I first met John Armstrong after one of our poetry reading series in late 2009. Like any neighborhood alcoholic geyser Champs West offered a Steinbeckian array of characters to compliment the beer selection. Seldom a Tues night passed when Good Bad and Bad Brad (the cultural yin and yang of the West Peoria bar scene) weren't in attendance or Duffy wasn't pressing his finger into the glazed forehead of the corner video-game machine. There was Roger who always drank Busch Light and there was Joanne (whom I lovingly admonished when she groused about John's cigar) and cool Brett who slices meat at Haddad's and Frank who plays a mean acoustic who fixes bikes. Champs West was for a long time the aesthetic hub for local poet's and aesthetic hipsters to hang out, swig PBR, perform and pontificate esp. during the  phrenetic glory days of the poetry series.  After one reading I noticed an elderly man seated by himself near the front edge of the bar. He was drinking a Michelob Amber Bock, pouring the libation from the bottle into a glass while taking sporadic puffs from a cigar. I immediately told the bar tender to give him a chip (ah, the beer chip days!) went over and thanked him for coming, not realizing that he was a fixture at Pam and Charlie's establishment, not realizing that he was a man of letters and that he had worked as a writer and editor for almost 50 years.
 
He thanked me for the beer chip. Seeing that he was smoking a cheap Dutch Master cigar I fired up an ersatz off-brand Swischer sweet  I had in my jacket and sat down beside him. He commented that he greatly enjoyed hearing young people tell stories and recite poems. He took a drag from his cigar and began to quote Thomas Moore.  I clapped and insisted on buying him another beer chip.  I asked him if he in academia, a retired prof. emeritus former chair of a liberal arts college, perhaps. He took another drag and said no, that he was retired Newspaper man, that he has worked as a writer and was a former editor at the Journal Star.
 
We shook hands and a friendship was welded, forged by domestic beer, plumes of tobacco smoke and late-night anecdotes John would generously avail in story after story about his half-century in journalism.  
 
 
                                                                             ***
 

John was cut from a slab of old-school journalistic granite, a time when the newsroom at the Journal Star was a clattering nest of typewriters, thick tufts of cigarette smoke erupting from reporters' desks like volcanic steam over a hot-blooded Vesuvius of incumbent headlines. A time when stories were slapped together in a staccato of brisk typebars wielding hierglphics of ink  into the curl of the page, the feisty crunch of fingers pelting out editorials to the intermittent ping of a saluting platen.  The newsroom was a industrial cog, culling wire-tapped global datum into freshly minted paragrahs and editorial columns printed en masse and circulated in a manner of hours. I was hungry for stories from this era.  I wanted to hear about the hard drinking chain smoking journalists of yesterday. I wanted to know how technological advancements of the late 20th century totally revolutionized the newspaper business. John's tales of the newsroom never failed. He would describe the sometimes tornadic commotion newsroom. The deadlines. The women hired to be 'readers' who would edit a piece line-by-line several times seeking typos before the piece was re-edited and typesetting itself was a tedious and manual labor, before feeding the daily news into the unforgiving jaws of the press, where an typesetting error could yield irreparable results in both journalistic rectitude and sales.


I wanted to know more.

 I wanted to know what it felt like to be on the cusp of  global information in an era predating the ubiquity of 24-7 CNN or God forbid the internet. I wanted to know what it felt like to toil and itch at the bite of a lead; to bangout a story within dripping tics of an apocalyptic deadline. I wanted to feel the newsroom agog in a cumulus if tobacco smoke as the presses halted with the news of Kennedy's  assassination, Reagan being shot, the incendiary ballet of the Challenger disintegrating in overhead flares or one world leader telling another world leader to tear down this wall.

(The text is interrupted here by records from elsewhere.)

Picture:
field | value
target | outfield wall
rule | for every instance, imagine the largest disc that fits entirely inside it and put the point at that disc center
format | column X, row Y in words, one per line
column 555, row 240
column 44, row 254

I wanted to know what the newsroom felt like the day man's space boot incised tracks on the nearest lunar orb and how the future was, so to speak, here.

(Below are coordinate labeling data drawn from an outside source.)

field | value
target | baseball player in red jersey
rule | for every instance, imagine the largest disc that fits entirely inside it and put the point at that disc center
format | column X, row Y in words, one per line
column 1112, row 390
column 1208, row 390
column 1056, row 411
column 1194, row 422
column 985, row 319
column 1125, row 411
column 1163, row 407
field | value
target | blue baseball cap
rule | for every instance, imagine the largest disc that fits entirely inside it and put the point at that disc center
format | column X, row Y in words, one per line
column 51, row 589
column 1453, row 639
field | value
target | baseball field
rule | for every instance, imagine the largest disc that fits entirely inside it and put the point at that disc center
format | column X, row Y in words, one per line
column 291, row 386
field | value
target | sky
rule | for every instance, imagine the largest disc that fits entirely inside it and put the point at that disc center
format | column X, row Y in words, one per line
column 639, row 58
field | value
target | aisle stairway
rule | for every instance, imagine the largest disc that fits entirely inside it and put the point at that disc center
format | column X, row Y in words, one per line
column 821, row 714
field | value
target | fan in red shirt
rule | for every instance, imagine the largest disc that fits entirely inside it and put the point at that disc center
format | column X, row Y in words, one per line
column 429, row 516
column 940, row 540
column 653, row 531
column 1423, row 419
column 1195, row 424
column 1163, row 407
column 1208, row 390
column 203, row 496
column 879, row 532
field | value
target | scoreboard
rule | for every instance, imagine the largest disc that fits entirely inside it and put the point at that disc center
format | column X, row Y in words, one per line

But more than anything else there was one writer I wanted to know about. A writer who had been the voice of the working-class asperity of Peoria, Il in down and out Reganomics '80s. A writer who had passed away when I was in fourth grade and who I discovered on my own by sifting through the shelves of the Cullom-Davis Library and coming across a book with the author sharing a forty oz of malt liquor with homeless man wearing a disheveled State Farm cap. The author who was the Raymond Carver of Peoria and championed working class blue-collar ethos in a manner no writer has captured since.

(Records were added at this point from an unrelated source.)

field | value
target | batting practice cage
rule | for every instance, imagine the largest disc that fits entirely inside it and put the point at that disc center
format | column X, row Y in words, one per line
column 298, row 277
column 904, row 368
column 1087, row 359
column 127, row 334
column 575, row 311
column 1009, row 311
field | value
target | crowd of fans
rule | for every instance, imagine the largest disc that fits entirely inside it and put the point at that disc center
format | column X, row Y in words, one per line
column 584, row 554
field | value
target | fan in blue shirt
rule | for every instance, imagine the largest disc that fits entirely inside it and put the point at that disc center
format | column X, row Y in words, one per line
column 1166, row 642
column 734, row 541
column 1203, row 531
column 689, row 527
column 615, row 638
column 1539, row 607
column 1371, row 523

John had been the editor of the late-great Rick Baker.


 
                                                                  ***




The 2009 Kentucky Derby was won by  Mine That Bird, the horse nobody believed in. The horse was a gelding which in horse terms means that the horse has lost his hung-like-a horsehood ornament so to speak.  He entered the Kentucky Derby at 50-1. From the outset of the race the horse foundered and was eight-lengths back. By the time the horses plunged down the backstretch Mine That Bird had fallen so far behind the cataclysmic hoofs of the thundering pack that even the play-by-play announcer failed to see him. Somehow jockey Calvin Borel, skimming the rail, was able to pick up one horse at a time and during the turn final turn exploded into the lead, winning by six lengths, dwarfing his competitors, making the little horse, the long shot of 50-1 the second greatest upset in the 135 year history of the race.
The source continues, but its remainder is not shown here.